Classifier Free Guidance
We show that guidance can be indeed performed by a pure generative model without such a classifier: in what we call classifier-free guidance, we jointly train a conditional and an unconditional diffusion model, and we combine the resulting conditional and unconditional score estimates to attain a trade-off between sample quality and diversity similar to that obtained using classifier guidance.
Classifier guidance (CG) drawbacks:
- need a classifier on noisy image
- Furthermore, because classifier guidance mixes a score estimate with a classifier gradient during sampling, classifier-guided diffusion sampling can be interpreted as attempting to confuse an image classifier with a gradient-based adversarial attack.

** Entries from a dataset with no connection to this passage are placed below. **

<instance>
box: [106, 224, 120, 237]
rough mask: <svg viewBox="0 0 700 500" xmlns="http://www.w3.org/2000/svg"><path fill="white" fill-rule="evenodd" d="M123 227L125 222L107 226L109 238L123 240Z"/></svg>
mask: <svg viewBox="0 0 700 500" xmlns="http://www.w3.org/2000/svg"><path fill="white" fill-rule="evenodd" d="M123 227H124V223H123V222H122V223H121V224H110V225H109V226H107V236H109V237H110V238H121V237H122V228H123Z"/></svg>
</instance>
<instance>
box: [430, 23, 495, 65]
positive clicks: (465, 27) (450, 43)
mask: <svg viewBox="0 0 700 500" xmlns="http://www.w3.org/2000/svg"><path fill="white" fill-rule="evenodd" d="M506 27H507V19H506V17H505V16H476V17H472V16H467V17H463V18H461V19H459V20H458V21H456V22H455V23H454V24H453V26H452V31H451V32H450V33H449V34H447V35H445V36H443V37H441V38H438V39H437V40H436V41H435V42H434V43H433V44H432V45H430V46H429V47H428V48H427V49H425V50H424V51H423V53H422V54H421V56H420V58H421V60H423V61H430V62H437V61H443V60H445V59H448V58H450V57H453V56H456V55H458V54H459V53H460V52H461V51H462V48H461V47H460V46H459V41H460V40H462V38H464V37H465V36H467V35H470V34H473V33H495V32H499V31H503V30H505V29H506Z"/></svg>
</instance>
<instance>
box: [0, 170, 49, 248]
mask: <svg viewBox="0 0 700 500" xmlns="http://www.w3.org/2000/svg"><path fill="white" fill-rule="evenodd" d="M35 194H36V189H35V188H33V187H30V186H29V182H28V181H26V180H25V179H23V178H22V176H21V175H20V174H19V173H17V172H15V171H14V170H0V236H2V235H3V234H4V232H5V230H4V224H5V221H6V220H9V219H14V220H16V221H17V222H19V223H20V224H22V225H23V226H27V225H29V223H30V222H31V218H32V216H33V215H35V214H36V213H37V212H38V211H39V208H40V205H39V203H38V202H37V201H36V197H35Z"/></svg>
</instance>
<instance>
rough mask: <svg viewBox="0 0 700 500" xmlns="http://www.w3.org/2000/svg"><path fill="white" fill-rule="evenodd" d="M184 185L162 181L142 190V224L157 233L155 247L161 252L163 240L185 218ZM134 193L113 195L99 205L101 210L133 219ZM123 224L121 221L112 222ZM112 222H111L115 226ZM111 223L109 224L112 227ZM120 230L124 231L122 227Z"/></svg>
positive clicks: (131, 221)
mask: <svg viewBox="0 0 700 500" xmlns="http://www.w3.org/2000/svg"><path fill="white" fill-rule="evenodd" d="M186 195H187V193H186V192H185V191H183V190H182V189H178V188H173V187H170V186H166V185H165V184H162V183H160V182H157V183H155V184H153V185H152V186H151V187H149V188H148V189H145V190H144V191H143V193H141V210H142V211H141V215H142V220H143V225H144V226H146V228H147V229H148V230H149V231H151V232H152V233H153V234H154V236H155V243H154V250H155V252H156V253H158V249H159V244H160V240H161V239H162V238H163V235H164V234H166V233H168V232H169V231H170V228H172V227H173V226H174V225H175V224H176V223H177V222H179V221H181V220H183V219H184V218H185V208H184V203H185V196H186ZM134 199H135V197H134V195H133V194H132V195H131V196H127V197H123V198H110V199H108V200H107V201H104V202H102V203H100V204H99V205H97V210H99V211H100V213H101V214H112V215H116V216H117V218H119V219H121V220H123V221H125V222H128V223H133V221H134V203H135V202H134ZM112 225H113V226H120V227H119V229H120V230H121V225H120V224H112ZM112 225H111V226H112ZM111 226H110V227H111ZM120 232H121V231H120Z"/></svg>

This raises the question of whether classifier guidance is successful at boosting classifier-based metrics such as FID and Inception score (IS) simply because it is adversarial against such classifiers.
- nonparameteric generators resembles GANs
Solution: discard classifier
classifier-free guidance instead mixes the score estimates of a conditional diffusion model and a jointly trained unconditional diffusion model. \[ p_{\theta, \phi}\left(x_t \mid x_{t+1}, y\right)=Z \cdot p_\theta\left(x_t \mid x_{t+1}\right) \cdot p_\phi\left(y \mid x_t\right) \] For DDIM: \[ \begin{aligned} \nabla_{x_t} \log{p_{\theta, \phi}\left(x_t \mid x_{t+1}, y\right)} &\approx \nabla_{x_t} \log p_\theta(x_t \mid x_{t+1}) + \nabla_{x_t} \log p_{\phi}(y \mid x_t)\\ &= -\frac{1}{\sqrt{1-\bar{\alpha}_t}} \epsilon_\theta(x_t) + \nabla_{x_t} \log p_{\phi}(y \mid x_t)\\ &= -\epsilon_\theta(x_t) + \sqrt{1-\bar{\alpha}_t}\nabla_{x_t} \log p_{\phi}(y \mid x_t) \end{aligned} \] But now we don't use classifier, so: \[ \begin{aligned} \nabla_{\mathbf{x}_t} \log p \left(y \mid \mathbf{x}_t\right) & =\nabla_{\mathbf{x}_t} \log \frac{p(\mathbf{x}_t \mid y) p(y)}{p(\mathbf{x}_t) } \\ & =\nabla_{\mathbf{x}_t} \log p\left(\mathbf{x}_t \mid y\right)-\nabla_{\mathbf{x}_t} \log p\left(\mathbf{x}_t\right) \\ & =-\frac{1}{\sqrt{1-\bar{\alpha}_t}}\left(\boldsymbol{\epsilon}_\theta(\mathbf{x}_t, y)-\boldsymbol{\epsilon}_\theta(\mathbf{x}_t)\right) \end{aligned} \] Therefore, for Classifier Free Guidance: \[ \nabla_{x_t} \log{p_{\theta, \phi}\left(x_t \mid x_{t+1}, y\right)} \approx -\epsilon_\theta(x_t) - cfg\big[ \epsilon_{\theta}(x_t,y) - \epsilon_{\theta}(x_t) \big] \] For Stable Diffusion: \[ x_{c f g}=x_{n e g}+ \textit{CFG_Value}\left(x_{p o s}-x_{n e g}\right) \]